Saturday, June 23, 2007

Extinguished Languages

Globalization and Language
In addition to animals, plants, ecosystems, clean water, clean air, and fossil fuels, globalization and industrialization threaten languages. Linguists and anthropologists predict that between 50% and 90% of the world’s ~6000 languages will be extinct by the end of this century. Not surprisingly, it is the marginal that are most in danger—languages spoken by small numbers of relatively poor people. There has been some outcry, mostly on the part of academics and missionaries, about the infinite value of what we stand to lose: any and all record of thousands of societies, whose myths, origins, histories, practices, relationships, beliefs, songs, and poems are the winding paths of entire cities on the grand map we are trying to transcribe of the Mind.

Mass production, mass communication, and mass transit, offering so much opportunity for travel and so much information about the places we cannot travel to, bring us together by collapsing differences along with distances. The benefits of grapes in winter, cheap flights all over Europe, and hand-held access to virtually any imaginable piece of data are checked by the narrowing of our escape routes from the known to the far-flung. Every fall we harvest a greater amount of a decreasing variety. The forces of mass tolerate only the most familiar of crops, and so cultivate conformity.

The View from the Other Side
The articles mourning the loss of all these languages generally consider the situation from the majority standpoint, trying to project impact on linguistics, anthropology, cognitive science, sociology, history, and on the vast abstraction of the global community we all belong to. However, few really explore the view from the other side, that of the native speaker and the finite reality of their local community.

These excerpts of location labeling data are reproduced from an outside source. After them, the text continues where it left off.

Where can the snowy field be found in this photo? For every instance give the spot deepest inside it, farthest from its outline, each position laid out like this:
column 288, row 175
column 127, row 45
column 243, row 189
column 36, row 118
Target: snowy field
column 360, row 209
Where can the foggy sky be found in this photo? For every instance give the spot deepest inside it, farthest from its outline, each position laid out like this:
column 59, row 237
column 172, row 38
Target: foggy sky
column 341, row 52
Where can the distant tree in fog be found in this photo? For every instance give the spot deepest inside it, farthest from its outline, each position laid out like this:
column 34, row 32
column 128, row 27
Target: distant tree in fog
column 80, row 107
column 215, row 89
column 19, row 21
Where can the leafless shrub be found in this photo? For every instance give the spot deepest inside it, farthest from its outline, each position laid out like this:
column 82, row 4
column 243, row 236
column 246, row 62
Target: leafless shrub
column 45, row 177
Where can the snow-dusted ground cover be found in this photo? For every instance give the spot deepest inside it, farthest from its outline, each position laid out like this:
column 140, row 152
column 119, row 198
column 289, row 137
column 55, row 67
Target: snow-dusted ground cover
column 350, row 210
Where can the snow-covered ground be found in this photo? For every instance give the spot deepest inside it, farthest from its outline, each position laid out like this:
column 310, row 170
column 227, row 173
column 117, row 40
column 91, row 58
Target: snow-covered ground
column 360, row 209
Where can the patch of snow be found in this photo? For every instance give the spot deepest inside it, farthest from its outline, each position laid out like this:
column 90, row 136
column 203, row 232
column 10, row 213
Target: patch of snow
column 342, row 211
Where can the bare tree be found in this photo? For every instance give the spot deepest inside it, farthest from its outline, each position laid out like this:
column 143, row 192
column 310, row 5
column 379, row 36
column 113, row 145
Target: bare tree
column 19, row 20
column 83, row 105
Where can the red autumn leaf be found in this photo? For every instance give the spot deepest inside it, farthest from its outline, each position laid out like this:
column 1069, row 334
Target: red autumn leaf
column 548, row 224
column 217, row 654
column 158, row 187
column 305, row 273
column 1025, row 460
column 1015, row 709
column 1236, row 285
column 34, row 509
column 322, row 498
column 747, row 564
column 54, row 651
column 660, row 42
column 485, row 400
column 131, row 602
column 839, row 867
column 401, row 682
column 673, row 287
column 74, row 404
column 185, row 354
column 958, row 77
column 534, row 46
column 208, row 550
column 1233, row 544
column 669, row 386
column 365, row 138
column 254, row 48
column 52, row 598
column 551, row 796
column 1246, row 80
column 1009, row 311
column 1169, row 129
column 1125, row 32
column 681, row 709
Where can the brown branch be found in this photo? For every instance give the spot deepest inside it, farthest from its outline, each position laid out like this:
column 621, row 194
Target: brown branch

Consider being a member of a language community of 30—the size of a grade-school class. Or 11, enough for a soccer team. Or 3, the barest love triangle. Or 2, an endless dialog. Imagine being one of the few guardians of something as intricate as a language, how stunning would seem its fragility. If the broad idea of cultural history is too vague to elicit much empathy, think of losing your personal language, the one you swear in, the one you swear love in, the one you dream in, the one that fills in the melodies you sing absentmindedly to yourself while running errands or folding laundry with words. Feel the breeze as your way of seeing and being in the world rises off your skin like cool water and loses itself in the air.

Then appreciate for an instant the expansive—the practically speaking infinite—body of documents and recordings in the ten languages that together are native to approximately 3 billion people: Mandarin, English, Hindustani, Spanish, Russian, Arabic, Bengali, Portuguese, Malay-Indonesian, French. All the thought, all the thriving and struggling that takes place in these tongues in the space of a single day would take several lifetimes to conceive of. These languages are institutions; they are monuments.

Paris Nightmare
Long ago, on a Paris metro, I nightmared falling out of who I was. A few feet away from me, a couple sat speaking English of which I could not understand a word. Waves poured in around the sandbar of French I had found to stand on, separating me from understanding’s soft shore. Like sand, I thought, fluency seems stable but is not. I spent several minutes in a state of semi-panic before realizing the couple was speaking Dutch; the tides receded.

For a long time, I considered this vision to be a raucous fantasy, a dark flirtation with the impossible. How could you lose your native tongue? Even if your actual tongue fell right out of your mouth, don’t you practice every minute of every day by unwinding an internal monologue that, laid end to end, would reach the moon? And then I read this, from an article by Daniel Everett, a professor of linguistics at Illinois State University. It describes the Oro Win, a people from the Brazilian Amazon enslaved by Portuguese rubber traders until a half-century ago when the several dozen survivors escaped and went to live with another Amazonian people, the Wari’, who speak a different but related language.

I also noticed that the Oro Win had forgotten much of their language, since their circumstances over the years had forced them to rely on Portuguese and Wari', rather than Oro Win, in order to survive. Yet they speak neither of these foreign languages well. The five remaining speakers of Oro Win now find that they are not only unable to fully recall their own language, they are unable to speak any other language as native speakers.”

One aspect of the definition of an endangered language (in addition to the number of speakers, their average age, and the percentage of youth who learn the language) is that there are no more monolingual speakers, i.e., no one who speaks only Oro-Win. It would be practically impossible for most people to survive unable to communicate with the larger dominant community—one of the reasons why some languages disappear is that they cease to be useful tools in things like finding employment or engaging in trade (sometimes minority languages are banned by a more powerful majority; that is another matter entirely). However, just because you can communicate in another language doesn’t mean you are fluent, and for the Oro Win, it’s not the nightmare of falling through the looking glass but that of getting trapped between the mirror and its silver backing that has become a reality.